Imo BNF (or some other formal notation) is quite useful for defining your syntax, my biggest gripe with BNF in particular is the way it handles operator precedence (through nested recursive expressions), which can get messy quite fast.
Pratt parsers dont even use this recursion, they only have a concept of 'binding strength', which means in laymans terms that if I'm parsing the left side of say a '' expression, and I managed to parse something a binary subexpression, and the next token I'm looking at is another binary op, do I continue parsing that subexpression, which will be the RHS of the '' expression, or do I finish my original expression which will then be the LHS of the new one?

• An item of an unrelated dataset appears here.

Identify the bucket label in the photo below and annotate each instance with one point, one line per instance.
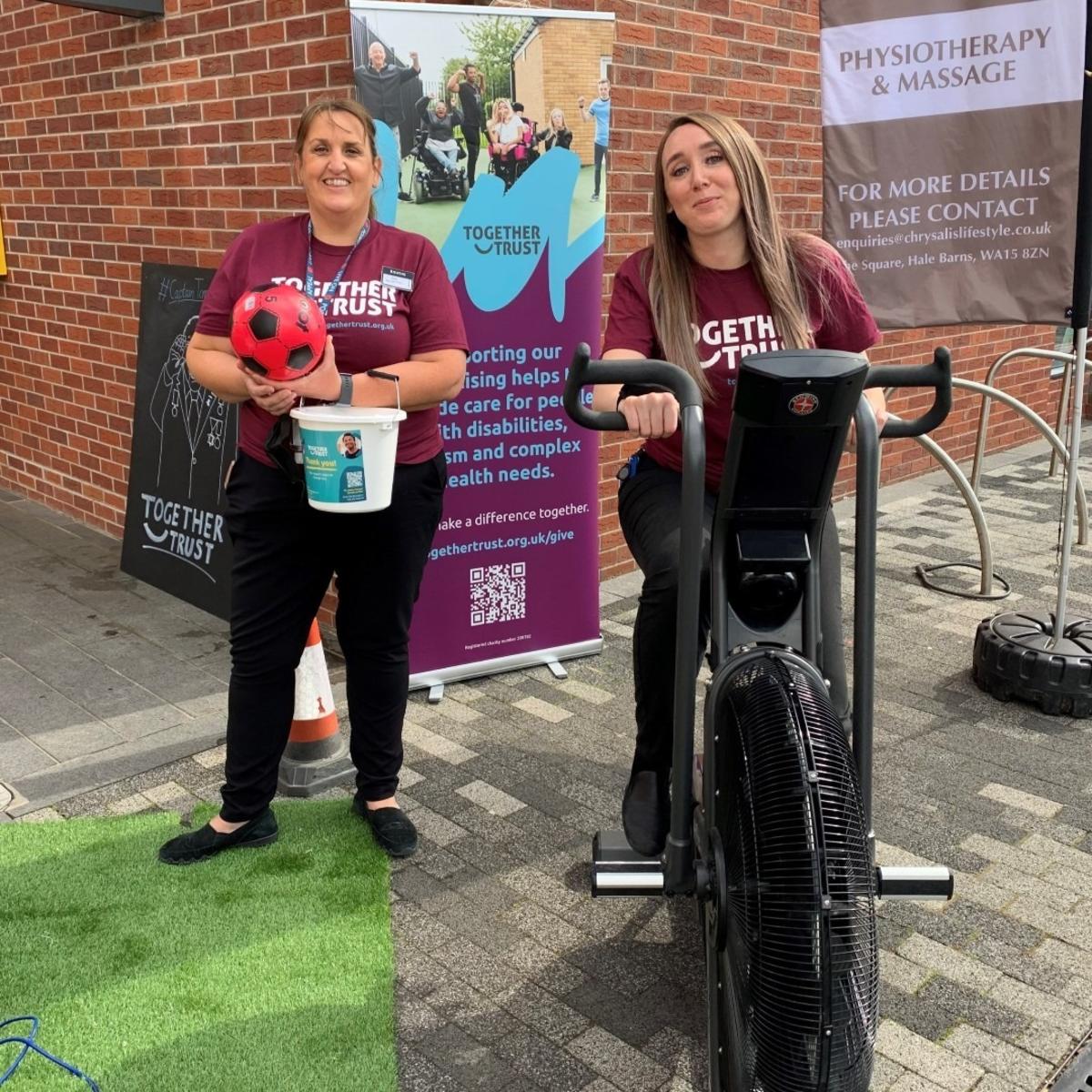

It represents this through the concept of stickiness, with onesimple rule - the subexpression always sticks to the operator that's more sticky.
This is both quite easy to imagine, and easy to encode, as stickiness is just a number.

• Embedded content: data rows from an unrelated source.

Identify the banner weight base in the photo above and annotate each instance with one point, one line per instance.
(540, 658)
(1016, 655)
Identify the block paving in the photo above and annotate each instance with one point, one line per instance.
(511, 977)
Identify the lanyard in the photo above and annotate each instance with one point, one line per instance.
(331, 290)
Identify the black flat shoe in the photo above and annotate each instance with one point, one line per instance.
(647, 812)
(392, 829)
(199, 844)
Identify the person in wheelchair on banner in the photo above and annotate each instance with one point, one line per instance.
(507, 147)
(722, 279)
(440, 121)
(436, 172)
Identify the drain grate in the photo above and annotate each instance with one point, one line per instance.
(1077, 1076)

I think a simpler most straightforward notation that incorporates precedence would be better.
I would argue the opposite: Being describable in BNF is exactly the hallmark of sensible syntax in a language, and of a language easily amenable to recursive descent parsing. Wirth routinely published (E)BNF for the languages he designed.
> But then, pushing regular languages theory into the curriculum, just to rush over it so you can use them for parsing is way worse.
At least in the typical curriculum of German universities, the students already know the whole theory of regular languages from their Theoretical Computer Science lectures quite well, thus in a compiler lecture, the lecturer can indeed rush over this topic because it is just a repetition.